Found this awesome bit of writing from my favorite NFL writing on the difficulty of predicting star quarterbacks:
Imagine a Fortune 500 company with 32 regional branches, all of which are locked in a Darwinian struggle to be the most profitable branch. Underperforming CEOs get the Glengarry Glen Ross treatment at the end of each year. Headquarters then dips into the college ranks for replacement CEOs, where they find dozens of qualified applicants for a handful of wide-open positions.

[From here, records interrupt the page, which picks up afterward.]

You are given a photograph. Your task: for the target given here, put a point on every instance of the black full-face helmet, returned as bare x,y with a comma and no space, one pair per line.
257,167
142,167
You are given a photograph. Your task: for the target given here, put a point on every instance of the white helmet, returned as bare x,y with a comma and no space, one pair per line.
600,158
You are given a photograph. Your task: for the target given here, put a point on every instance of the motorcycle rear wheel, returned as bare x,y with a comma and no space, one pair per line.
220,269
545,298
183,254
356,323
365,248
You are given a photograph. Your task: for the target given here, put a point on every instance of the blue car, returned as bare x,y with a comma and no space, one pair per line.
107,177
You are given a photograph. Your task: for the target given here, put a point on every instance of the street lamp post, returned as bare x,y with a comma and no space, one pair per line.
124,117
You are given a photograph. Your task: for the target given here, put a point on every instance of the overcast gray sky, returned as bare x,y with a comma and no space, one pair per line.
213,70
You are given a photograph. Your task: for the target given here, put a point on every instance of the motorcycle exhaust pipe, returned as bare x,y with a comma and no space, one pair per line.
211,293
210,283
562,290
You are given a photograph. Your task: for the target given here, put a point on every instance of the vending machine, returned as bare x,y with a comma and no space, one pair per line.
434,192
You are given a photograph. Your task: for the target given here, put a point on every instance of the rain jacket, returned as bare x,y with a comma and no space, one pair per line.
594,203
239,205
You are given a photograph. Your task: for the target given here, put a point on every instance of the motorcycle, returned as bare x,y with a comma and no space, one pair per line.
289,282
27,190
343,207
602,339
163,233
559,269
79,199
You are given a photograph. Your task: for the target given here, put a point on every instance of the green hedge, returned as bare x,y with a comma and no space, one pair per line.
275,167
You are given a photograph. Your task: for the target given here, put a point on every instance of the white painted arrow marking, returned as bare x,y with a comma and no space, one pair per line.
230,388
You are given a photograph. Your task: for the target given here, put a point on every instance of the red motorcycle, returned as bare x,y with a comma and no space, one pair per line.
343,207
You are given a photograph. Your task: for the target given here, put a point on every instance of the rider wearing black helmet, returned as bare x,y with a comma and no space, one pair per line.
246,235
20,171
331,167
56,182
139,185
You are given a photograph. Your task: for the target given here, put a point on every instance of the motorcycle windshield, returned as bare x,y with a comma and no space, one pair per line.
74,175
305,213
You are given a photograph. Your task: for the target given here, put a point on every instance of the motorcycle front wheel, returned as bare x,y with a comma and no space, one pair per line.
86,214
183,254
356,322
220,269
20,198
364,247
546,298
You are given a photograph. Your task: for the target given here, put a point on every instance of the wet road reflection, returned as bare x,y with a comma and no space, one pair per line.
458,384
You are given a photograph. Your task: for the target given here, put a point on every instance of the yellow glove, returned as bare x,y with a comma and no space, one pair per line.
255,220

Three-to-five young hotshots – magna cum laude MBA graduates with glowing internships who were also Greek Council presidents – are given the reins to the worst branches, the ones which were recently restructured and/or have a depleted, demoralized workforce. Perhaps a dozen others are hired into the bean-counter department, where they have a slim chance of working their way up through the ranks. Occasionally, one newcomer earns an “heir apparent” opportunity behind some Cornelius Vanderbilt-type, though such captains of industry remain in power for so long that the heir might end up withering in obscurity.
The rookie CEOs sometimes get a brief grace period or some mentorship. By their second year on the job, however, they must start producing bottom-line results. Otherwise, the branch might splurge to lure a veteran CEO from another branch or dip back into the collegiate pool. If a bean counter or a creaky former CEO steps in during a crisis and outperforms the rookie, it could spell the end of his executive career: it’s really hard to come back from a demotion to bean counter.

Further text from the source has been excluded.